Ces éléments confirment que Mme [F] n’a pas été payée de ses prestations dès le mois de juillet 2018, soit seulement 2 mois suivant la prise d’effet du contrat, et ce pendant 6 mois, alors que la cessation de paiement n’est intervenue et n’a été demandée qu’à compter de la fin décembre 2018 pour une procédure collective engagée en avril 2019.
Par ces éléments, l’Unédic délégation rapporte la preuve du caractère fictif du contrat.
Au demeurant, si Mme [H] [F] indique avoir été en lien de subordination avec les autres associés, force est de constater, en lecture de son contrat de travail, que le signataire employeur de son contrat de travail, M. [W] [N], son frère, n’a pas pu, aux termes des explications de la salariée, rester président, dès lors qu’il était déjà en fonction pour exercer la profession de gendarme, ne permettant pas par suite, d’exercer un contrôle effectif de l’activité de Mme [F], au sein de la brasserie.
De même, s’il résulte des explications de la salariée que le couple [F] détenait 34%, à raison de 17% chacun, il ne ressort pas de la déclaration de Mme [F] produite à l’Unédic délégation, contrairement à ses écritures, que la femme de son frère M. [W] [N], détenait des parts sociales. Ainsi dans le formulaire, Mme [F] ne déclare que son frère, lequel détient 66% des parts restantes. Elle ne peut donc avoir de lien de subordination avec cette dernière.

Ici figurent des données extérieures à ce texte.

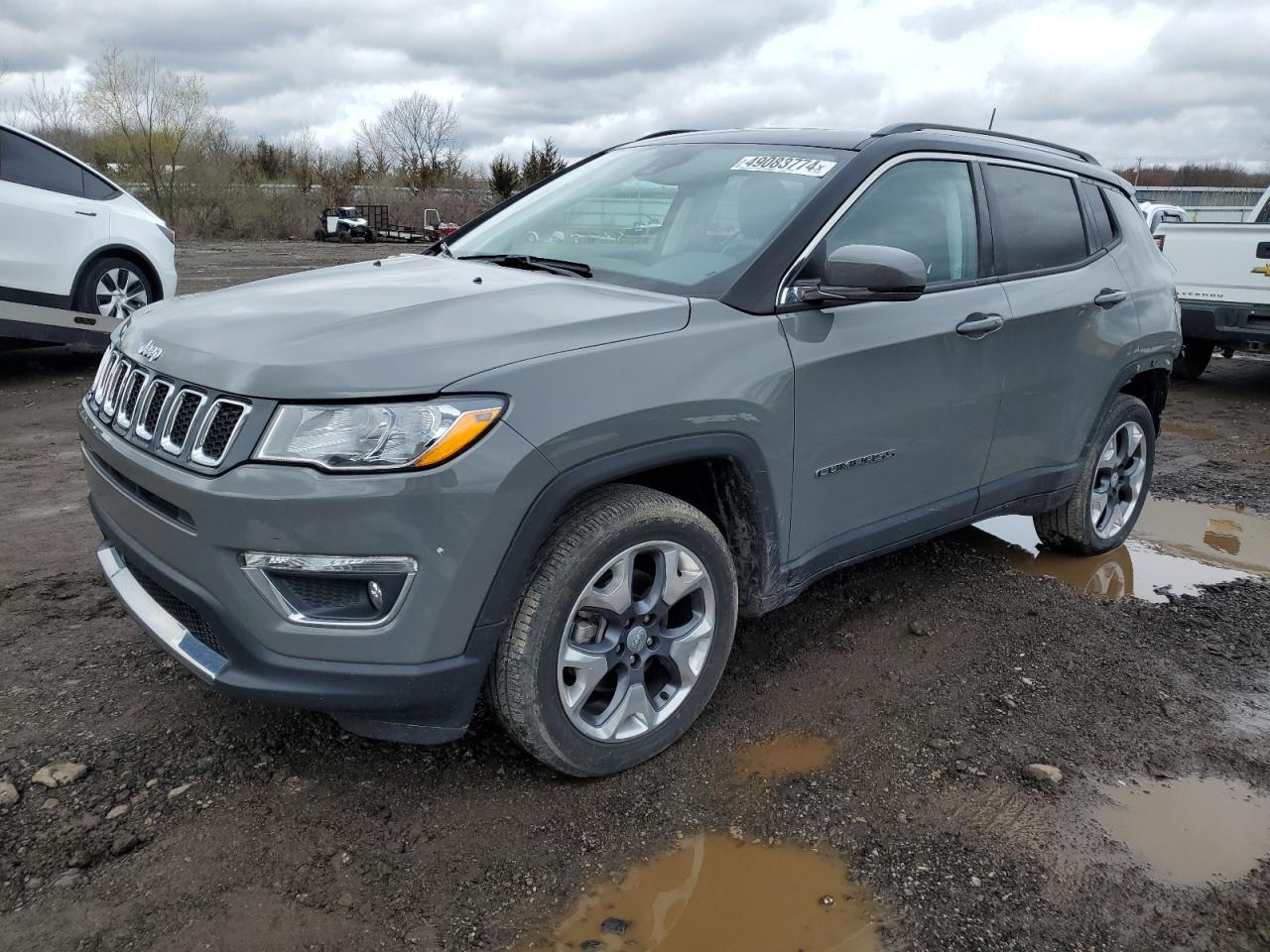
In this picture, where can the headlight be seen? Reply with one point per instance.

Concernant son mari, sa seule qualité de président, dont il n’est pas indiqué à quelle date il a pu le devenir, ne permet pas d’établir de lien de subordination, étant relevé en outre que, dans ses conclusions, la salariée évoque avoir été, à son contact, « conjoint associé », statut distinct du « conjoint salarié », au sens de l’article L. 121-4 du code de commerce.

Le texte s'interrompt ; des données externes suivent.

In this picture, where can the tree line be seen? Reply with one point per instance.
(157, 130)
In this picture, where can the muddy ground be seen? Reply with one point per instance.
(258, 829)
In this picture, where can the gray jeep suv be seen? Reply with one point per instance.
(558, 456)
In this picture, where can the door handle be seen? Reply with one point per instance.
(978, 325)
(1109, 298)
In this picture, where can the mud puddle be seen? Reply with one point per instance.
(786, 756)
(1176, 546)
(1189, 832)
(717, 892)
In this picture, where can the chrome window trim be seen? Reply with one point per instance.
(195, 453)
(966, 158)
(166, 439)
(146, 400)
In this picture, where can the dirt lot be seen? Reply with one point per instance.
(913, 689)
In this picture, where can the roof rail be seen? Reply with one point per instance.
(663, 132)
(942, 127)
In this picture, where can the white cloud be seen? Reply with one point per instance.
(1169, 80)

Si Mme [F] produit deux attestations des consorts [R] pour justifier d’un lien de subordination, l’un client de la brasserie et l’autre salarié, ces dernières, lesquelles relèvent la seule présence de Mme [F] au sein du restaurant, ne permettent pas d’établir de lien et par suite de lien de subordination entre Mme [F] et son employeur. Plus avant, comme évoqué par l’Unédic AGS dans ses conclusions, l’attestation de M. [U] [R], salarié qui indique agir sous la responsabilité de Mme [F], témoigne de ce qu’elle se comportait bien comme employeur.

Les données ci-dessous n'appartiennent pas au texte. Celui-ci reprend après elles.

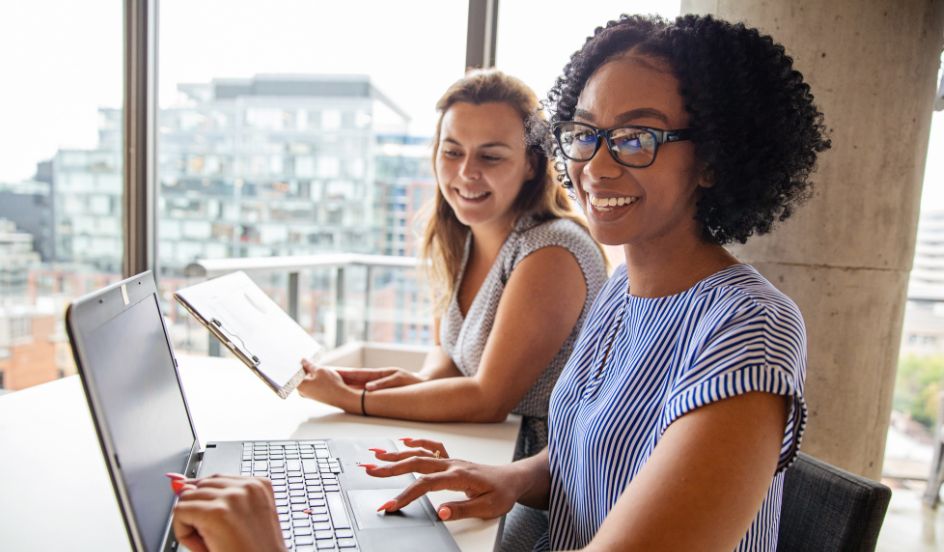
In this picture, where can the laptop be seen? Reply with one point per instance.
(129, 372)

Enfin, aucun élément ne permet de retenir que Mme [F] a sollicité le paiement des salaires avant l’ouverture de la procédure collective.
En agissant de la sorte, Mme [F] a exercé des fonctions de dirigeant de fait.
Par ailleurs, ayant exercé les fonctions de dirigeant de fait, Mme [F] ne peut prétendre aux avances de fonds de l’Unédic délégation, au titre des salaires prétendument impayés.
Si l’appelante soutient avoir réglé lesdites sommes en application de la décision rendue en première instance, elle n’en justifie pas. Il n’y a donc pas lieu de faire droit à sa demande de remboursement de la somme de 15 961,49 €.
PAR CES MOTIFS
La cour, après en avoir délibéré, statuant, publiquement, par arrêt contradictoire et en dernier ressort, en toutes ses dispositions qui lui sont soumises :
Infirme le jugement du 4 mai 2021 rendu par le Conseil de Prud’hommes de Tarbes sauf en ce qu’il l’a déclaré opposable au CGEA,
Statuant à nouveau sur les chefs infirmés et y ajoutant,
Dit que Mme [H] [N] épouse [F] qui a exercé des fonctions de dirigeant de fait de la SAS LGJA ne pouvait prétendre au bénéfice de la garantie des salaires prévue par les articles L.3253-1 et suivants du code du travail,
Condamne Mme [H] [F] aux entiers dépens.
Arrêt signé par Madame CAUTRES, Présidente, et par Madame LAUBIE, greffière, à laquelle la minute de la décision a été remise par le magistrat signataire.